When we’re talking about results, they’re really easy to see. But, when we’re talking about experience, all we can do is feel.
And I had to ask myself how things felt. If this Sacred Circle round felt good or not—regardless of how many people we got. Because it was a sign if we were getting the right people, if I liked the work, if I was growing and changing, if people were resonating.
I had to ask myself if I enjoyed writing my blog—regardless of how many readers I had.
Or if, at the end of the year, I had fun and grew and felt meaning—regardless of what my numbers said.
And, I won’t lie—it was hard. Because I wanted to really, really prioritize those results. And, of course, sometimes they were necessary. Like I said before, if I didn’t focus on them at all—if I had no idea how much money was coming in or out—I wouldn’t have a business.
But I had to give at least equal weight to my experience. Because that’s kind of the thing that would fulfill me or not.
And something happened. Not right away, but pretty quickly. I started writing for fewer publications. And attracting in fewer readers. And making less money.
But my fulfillment was skyrocketing.
I loved the work I was doing more than ever. And the people we were attracting in were fantastic. And I finally felt at home. More like myself than ever—but somehow different.
And it seemed to me that the results I wanted were inevitable eventually and they didn’t matter as much anymore. Because, yeah, of course, I wanted to make sustainable money. But I’d already gotten the thing I was looking for the whole time.
The feeling. The experience. The fulfillment.
And the rest felt inevitable when you’re that filled up. And it didn’t matter as much.

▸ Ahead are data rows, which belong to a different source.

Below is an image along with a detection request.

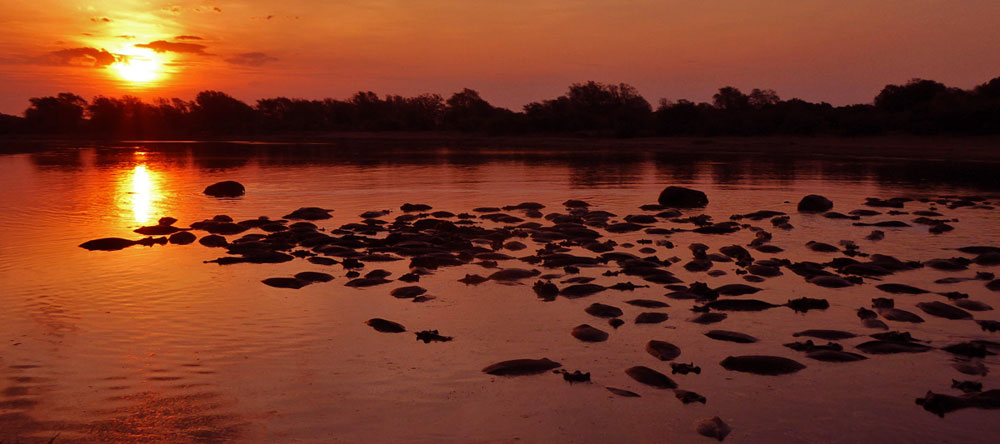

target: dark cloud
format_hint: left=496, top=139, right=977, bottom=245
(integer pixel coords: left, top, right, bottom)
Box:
left=135, top=40, right=207, bottom=55
left=43, top=47, right=119, bottom=68
left=226, top=52, right=278, bottom=66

We visionaries start out with such a pure vision. But then we get hijacked. We get fucking hijacked by life, influences, results. Telling us we have to achieve a certain thing. Or it’s not successful if we don’t meet certain metrics. Or if we have to take a part-time job while it’s growing.

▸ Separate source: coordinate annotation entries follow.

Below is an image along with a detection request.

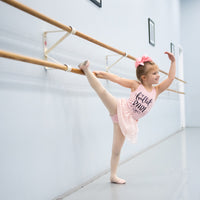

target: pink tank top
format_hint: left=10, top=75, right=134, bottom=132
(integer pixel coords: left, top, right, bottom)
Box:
left=117, top=84, right=156, bottom=143
left=127, top=84, right=156, bottom=120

And we get all upset. Feeling like failures.
But what about our experience? What’s our experience like?
Because I can tell you right now—I’ve done a lot in my life that met all the results, and really kind of sucked. And I’ve done a lot that failed basically all of the conventional results, and it was kind of awesome.
And so I aim to be somewhere in the middle. Sustainable enough to actually get to do this work that I love. But always prioritizing having an amazing, fulfilling experience.

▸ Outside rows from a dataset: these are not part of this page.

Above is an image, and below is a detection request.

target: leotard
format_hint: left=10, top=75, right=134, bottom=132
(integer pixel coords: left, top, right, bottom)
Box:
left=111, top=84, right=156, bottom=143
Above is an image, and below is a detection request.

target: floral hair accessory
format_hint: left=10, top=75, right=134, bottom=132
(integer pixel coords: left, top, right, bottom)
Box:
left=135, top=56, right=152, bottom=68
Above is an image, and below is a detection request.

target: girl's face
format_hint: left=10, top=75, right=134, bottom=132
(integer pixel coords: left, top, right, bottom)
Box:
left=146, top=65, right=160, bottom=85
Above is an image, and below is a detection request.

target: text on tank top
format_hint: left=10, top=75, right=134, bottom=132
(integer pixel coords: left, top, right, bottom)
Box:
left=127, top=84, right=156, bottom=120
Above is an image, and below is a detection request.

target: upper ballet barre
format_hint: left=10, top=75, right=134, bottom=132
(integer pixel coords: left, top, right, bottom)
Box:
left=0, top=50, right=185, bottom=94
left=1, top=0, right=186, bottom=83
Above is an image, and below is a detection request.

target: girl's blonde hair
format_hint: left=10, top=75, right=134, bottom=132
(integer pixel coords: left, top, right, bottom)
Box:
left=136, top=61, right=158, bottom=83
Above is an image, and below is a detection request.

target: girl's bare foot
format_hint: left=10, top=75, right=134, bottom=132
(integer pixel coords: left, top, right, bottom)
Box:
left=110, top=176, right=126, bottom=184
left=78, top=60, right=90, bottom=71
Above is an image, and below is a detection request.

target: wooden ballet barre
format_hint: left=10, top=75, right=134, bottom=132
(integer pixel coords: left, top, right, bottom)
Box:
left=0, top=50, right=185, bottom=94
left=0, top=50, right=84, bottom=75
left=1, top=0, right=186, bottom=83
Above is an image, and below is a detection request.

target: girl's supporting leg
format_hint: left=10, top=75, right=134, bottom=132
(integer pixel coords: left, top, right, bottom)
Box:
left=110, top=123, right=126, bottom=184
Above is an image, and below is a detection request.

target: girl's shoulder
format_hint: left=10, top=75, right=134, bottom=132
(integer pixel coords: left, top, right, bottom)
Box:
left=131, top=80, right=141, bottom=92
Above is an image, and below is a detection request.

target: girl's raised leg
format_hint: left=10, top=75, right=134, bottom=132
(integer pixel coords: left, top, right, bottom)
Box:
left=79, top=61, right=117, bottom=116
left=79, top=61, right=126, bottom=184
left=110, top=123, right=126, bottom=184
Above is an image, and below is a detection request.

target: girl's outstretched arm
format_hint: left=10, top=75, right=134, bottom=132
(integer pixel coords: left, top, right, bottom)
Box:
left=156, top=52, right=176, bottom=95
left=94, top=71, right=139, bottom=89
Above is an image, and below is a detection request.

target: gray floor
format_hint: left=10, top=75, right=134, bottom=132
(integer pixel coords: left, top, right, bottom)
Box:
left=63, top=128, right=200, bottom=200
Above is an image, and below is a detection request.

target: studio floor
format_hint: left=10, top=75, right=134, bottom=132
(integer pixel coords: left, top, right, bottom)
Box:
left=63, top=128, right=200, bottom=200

Because, when you’re having that much fun alone on the dance floor, people generally get inspired to get up and dance.
It only takes one visionary just laughing and busting moves to get an entire party started.
When we love what we’re doing, we achieve mastery. For the simple reason that we just don’t have the emotional space for all of the other stuff. We’re too invested to remember to be insecure or to doubt everything or to hesitate.
We just do it. Like writing this blog. We’re just there. Fully in the present moment. Channeling our genius forth. And blocking out the rest of the world.
And then we can have our emotional freak-out later. And think, “Oh shit, was that any good?”
But the damage was done. We did it already. Because we were having so much fun, we didn’t even notice it was work.
That’s the vision I want to hold. One that is full of a fun, meaningful experience.
Because, ironically, that’s always where I’ve had my best results. And the ones that actually matter to me.
Questions for Reflection:
*Answer in a journal, in the comments right here, or take it over to the Sacred Branding® Facebook group where we can support one another:
Are you focusing on the achievements and results, too?
— Do you focus really hard on hitting certain metrics, or getting “enough” people into your program, or making X amount of money?
— Have you been really hard on yourself when you don’t attain those results? Have you ever gotten results you thought mattered to you a lot, but then they didn’t seem to make you fulfilled?
— What if you focused on your experience at least in equal parts to the results? What if you started wondering if you were having fun or feeling meaning in every moment? What if you started judging success by your experience just as much as by your results?